Researchers define binge drinkers as men having five or more drinks in one sitting or women having four or more drinks in one sitting at least once in two weeks. Frequent binge drinkers followed that pattern at least three times in the previous two weeks.

The study showed that two of every five surveyed is a frequent binge drinker.

That is down from the earlier study but alarming nonetheless, said Nathan, a professor of psychology and of community and behavioral health.

In 2001, the Iowa City Council voted to prohibit bars from using incentives such as drink specials and selling more than two servings of alcohol to one person at a time.

Nathan said allowing only people 19 and older into bars under a new law that takes effect Aug. 1 will keep only a small number of college students out.

"Despite all these efforts … or maybe because of them … students are drinking as much as ever," Nathan said. "And they're bingeing a little more than ever."

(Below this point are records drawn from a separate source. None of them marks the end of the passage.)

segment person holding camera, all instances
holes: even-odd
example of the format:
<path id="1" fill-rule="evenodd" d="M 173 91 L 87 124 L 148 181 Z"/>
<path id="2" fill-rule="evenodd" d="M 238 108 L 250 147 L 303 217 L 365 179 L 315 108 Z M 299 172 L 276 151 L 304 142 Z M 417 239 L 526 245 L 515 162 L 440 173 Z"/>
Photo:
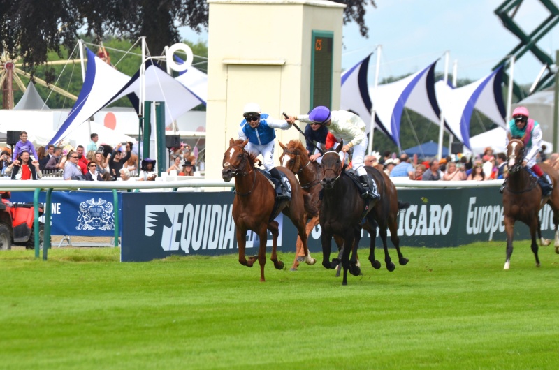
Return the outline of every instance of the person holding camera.
<path id="1" fill-rule="evenodd" d="M 43 177 L 39 169 L 39 161 L 31 161 L 29 152 L 24 150 L 6 170 L 6 174 L 13 180 L 37 180 Z"/>
<path id="2" fill-rule="evenodd" d="M 466 179 L 466 172 L 462 163 L 449 162 L 447 163 L 447 171 L 442 175 L 444 181 L 463 181 Z"/>
<path id="3" fill-rule="evenodd" d="M 3 150 L 0 154 L 0 169 L 2 170 L 2 175 L 6 173 L 8 166 L 12 163 L 12 158 L 10 153 L 7 150 Z"/>
<path id="4" fill-rule="evenodd" d="M 131 148 L 129 150 L 126 142 L 119 142 L 117 144 L 115 150 L 112 151 L 112 154 L 110 154 L 109 170 L 110 175 L 115 179 L 120 177 L 120 169 L 122 168 L 126 161 L 130 158 Z"/>

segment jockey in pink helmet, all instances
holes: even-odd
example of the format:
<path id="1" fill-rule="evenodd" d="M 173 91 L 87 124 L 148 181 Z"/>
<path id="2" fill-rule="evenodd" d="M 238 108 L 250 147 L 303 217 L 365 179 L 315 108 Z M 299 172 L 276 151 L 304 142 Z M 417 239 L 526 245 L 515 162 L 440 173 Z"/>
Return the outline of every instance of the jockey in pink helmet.
<path id="1" fill-rule="evenodd" d="M 525 107 L 516 107 L 512 112 L 512 119 L 507 126 L 505 145 L 511 139 L 521 140 L 525 145 L 525 155 L 522 165 L 528 166 L 539 177 L 542 192 L 544 196 L 551 195 L 553 189 L 549 176 L 536 164 L 536 155 L 542 150 L 542 127 L 537 121 L 530 118 L 530 112 Z"/>

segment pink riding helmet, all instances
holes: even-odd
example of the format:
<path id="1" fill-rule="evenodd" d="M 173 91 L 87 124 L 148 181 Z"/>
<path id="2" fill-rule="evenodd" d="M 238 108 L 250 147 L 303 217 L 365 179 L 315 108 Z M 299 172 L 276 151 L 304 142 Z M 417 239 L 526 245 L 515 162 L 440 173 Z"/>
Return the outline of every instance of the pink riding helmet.
<path id="1" fill-rule="evenodd" d="M 516 116 L 530 117 L 530 112 L 526 107 L 516 107 L 512 112 L 512 117 Z"/>

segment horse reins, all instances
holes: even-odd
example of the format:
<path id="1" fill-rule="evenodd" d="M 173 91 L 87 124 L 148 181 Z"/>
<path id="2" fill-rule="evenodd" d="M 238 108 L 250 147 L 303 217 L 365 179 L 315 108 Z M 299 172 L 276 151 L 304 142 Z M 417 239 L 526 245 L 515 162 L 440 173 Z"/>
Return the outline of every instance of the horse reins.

The study's numbers don't surprise Leah Cohen, owner of Bo-James restaurant in downtown Iowa City.

She said a major problem is young people loading up with shots of alcohol to get drunk before going to bars.

"These kids are not learning to sit down and have a beer, and relax over a beer," said Cohen, who switched to a 21-and-older bar last year.

Carolyn Cavitt is co-director of the University of Iowa's Stepping Up Project which was created to curb abusive student drinking. She said the environment for drinking needs to change.

"I think that the change is happening, but it's been slow," she said.